For those who had hoped that the Joint Select Committee on Deficit Reduction, aka the Supercommittee, would find a way to reduce the deficit, the announcement that they had failed to reach an agreement came as a disappointment.

Formed with the task of reaching a bipartisan solution, as opposed to the usual deadlock in Congress, the effort was probably doomed from the start by the partisan way in which committee members were selected.

Nevertheless, they held meetings, launched a Web site, and issued press releases. The final statement they issued last week said they had reached the conclusion that “it will not be possible to make any bipartisan agreement available to the public before the committee’s deadline.”

“The hope was that they would have reached a deal on the big picture items, such as an agreement to reduce the deficit, with fundamental tax reform as part of it,” said Marc Gerson, former Majority Tax Counsel to the House Ways and Means Committee. “Now the attention will be turned to a number of items that are high priority for both the Administration and Congress. These include the extension and perhaps an expansion of payroll tax provisions, as well as some non-tax items.”

“There’s talk of extending unemployment insurance benefits,” he said. “And there’s a lot of pressure to pass the ‘Doc Fix’—to prevent reduction of Medicare physician reimbursement rates.
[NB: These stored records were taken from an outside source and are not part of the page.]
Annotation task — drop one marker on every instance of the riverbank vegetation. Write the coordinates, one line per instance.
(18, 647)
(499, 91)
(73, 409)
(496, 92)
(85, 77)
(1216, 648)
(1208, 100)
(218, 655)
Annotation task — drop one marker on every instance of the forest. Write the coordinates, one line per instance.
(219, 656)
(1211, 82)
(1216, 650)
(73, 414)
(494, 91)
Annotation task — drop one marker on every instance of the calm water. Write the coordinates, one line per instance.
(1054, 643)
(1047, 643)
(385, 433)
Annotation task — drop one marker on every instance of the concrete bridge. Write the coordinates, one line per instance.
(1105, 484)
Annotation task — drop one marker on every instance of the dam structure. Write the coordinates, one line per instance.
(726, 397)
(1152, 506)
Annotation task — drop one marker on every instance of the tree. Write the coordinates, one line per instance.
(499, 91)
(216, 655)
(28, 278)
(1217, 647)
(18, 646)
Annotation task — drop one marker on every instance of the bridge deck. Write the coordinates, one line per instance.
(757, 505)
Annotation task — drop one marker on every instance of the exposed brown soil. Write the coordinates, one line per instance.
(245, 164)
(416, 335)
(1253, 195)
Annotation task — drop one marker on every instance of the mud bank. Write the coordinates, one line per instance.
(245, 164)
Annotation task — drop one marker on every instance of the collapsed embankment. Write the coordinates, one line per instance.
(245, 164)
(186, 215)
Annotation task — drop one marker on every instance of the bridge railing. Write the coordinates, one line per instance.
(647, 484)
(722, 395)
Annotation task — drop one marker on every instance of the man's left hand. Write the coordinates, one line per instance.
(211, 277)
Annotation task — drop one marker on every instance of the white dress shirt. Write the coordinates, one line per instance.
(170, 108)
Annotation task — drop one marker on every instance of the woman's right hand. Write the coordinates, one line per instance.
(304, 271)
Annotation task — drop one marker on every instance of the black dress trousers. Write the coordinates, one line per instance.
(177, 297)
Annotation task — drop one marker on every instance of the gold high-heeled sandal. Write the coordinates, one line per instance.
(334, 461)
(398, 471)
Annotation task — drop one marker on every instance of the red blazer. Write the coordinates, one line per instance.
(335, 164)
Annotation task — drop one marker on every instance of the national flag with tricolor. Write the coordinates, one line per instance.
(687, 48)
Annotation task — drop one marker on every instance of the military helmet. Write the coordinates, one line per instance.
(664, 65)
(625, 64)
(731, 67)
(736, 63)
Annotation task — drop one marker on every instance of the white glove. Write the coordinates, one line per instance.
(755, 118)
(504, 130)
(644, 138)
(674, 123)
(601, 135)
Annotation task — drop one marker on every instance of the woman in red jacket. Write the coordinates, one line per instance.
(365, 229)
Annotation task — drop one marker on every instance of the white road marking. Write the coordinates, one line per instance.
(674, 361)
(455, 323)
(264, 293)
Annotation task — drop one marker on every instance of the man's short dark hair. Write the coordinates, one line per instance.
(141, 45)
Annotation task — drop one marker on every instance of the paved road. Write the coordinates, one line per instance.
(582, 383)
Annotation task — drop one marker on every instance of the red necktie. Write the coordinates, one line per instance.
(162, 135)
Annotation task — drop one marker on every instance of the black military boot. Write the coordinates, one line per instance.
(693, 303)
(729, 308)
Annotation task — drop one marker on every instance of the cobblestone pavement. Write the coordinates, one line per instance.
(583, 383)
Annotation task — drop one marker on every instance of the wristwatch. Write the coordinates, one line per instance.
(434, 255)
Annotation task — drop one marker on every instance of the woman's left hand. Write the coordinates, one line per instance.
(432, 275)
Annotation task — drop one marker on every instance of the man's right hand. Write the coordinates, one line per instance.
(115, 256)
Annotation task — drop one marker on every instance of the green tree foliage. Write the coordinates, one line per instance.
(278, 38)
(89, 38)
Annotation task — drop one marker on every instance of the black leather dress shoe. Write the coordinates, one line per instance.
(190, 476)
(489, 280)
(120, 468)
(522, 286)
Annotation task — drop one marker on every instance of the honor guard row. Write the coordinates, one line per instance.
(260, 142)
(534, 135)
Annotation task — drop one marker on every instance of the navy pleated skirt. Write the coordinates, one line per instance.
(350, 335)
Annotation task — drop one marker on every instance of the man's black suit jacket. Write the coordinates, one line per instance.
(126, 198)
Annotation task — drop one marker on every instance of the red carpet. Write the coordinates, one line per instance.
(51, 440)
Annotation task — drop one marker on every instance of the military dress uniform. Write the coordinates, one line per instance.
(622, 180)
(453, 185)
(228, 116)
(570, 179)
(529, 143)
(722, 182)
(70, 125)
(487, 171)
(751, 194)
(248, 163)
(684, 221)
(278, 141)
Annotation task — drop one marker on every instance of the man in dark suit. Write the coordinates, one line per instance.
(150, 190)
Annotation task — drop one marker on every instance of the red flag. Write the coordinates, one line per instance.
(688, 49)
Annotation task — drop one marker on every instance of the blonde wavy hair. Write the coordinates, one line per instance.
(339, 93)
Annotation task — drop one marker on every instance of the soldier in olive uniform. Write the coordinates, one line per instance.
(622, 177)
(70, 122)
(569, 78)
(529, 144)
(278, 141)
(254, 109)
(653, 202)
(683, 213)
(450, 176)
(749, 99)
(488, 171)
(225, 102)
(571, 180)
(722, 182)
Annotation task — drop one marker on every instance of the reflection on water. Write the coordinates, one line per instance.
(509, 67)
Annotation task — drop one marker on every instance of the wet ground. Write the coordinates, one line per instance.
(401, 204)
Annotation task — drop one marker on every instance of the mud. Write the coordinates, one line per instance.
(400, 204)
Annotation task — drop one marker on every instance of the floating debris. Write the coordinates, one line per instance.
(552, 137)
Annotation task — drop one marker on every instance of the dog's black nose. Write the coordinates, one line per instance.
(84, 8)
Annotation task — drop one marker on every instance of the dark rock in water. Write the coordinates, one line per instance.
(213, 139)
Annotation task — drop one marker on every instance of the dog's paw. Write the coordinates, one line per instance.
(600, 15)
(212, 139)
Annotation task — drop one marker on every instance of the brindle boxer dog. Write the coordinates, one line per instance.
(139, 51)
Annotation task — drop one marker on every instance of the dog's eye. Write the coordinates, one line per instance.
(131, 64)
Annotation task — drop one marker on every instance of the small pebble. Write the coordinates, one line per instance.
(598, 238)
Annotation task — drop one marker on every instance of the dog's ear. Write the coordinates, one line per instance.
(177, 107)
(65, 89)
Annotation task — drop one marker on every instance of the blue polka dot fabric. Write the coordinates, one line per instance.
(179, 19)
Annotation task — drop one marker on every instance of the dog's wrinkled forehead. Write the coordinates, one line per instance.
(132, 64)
These might be big enough and time sensitive enough to provide a legislative vehicle to pass tax provisions that are also priorities.”

These might include an AMT patch, the extension of 100 percent bonus depreciation, and a renewal of the tax extenders package, according to Gerson.

“The notion is that the high-priority items might provide traction for the effort to add tax provisions,” he said. “Items in the extenders package include the state sales tax deduction and the R&D credit. The hope is that these can be extended before the end of the year so they wouldn’t have to be enacted retroactively.”

Having a seamless extension is important for planning capital expenditures and the R&D budget, he observed.

“For some taxpayers, there’s also a financial statement impact,” Gerson noted. “For example, if a taxpayer is taking advantage of the R&D credit, the fact that the credit expires at the end of the year is significant. Even though you might assume the provisions will be extended, or restored if they expire, taxpayers have to treat those provisions as expired on their financial statements.”

“The point is that some tax items are in the mix for the end of the year,” Gerson said. “Payroll tax and the extenders have the most widespread interest. Congress is back in session, and could continue through the holidays.”

As for the Supercommittee, it wasn’t all in vain. “They spent a lot of time and had some good ideas,” Gerson said. “Some of their proposals made their way out, and they will continue to inform the process. Given the abbreviated time period they were in existence, it would have been very difficult to address fundamental tax reform.”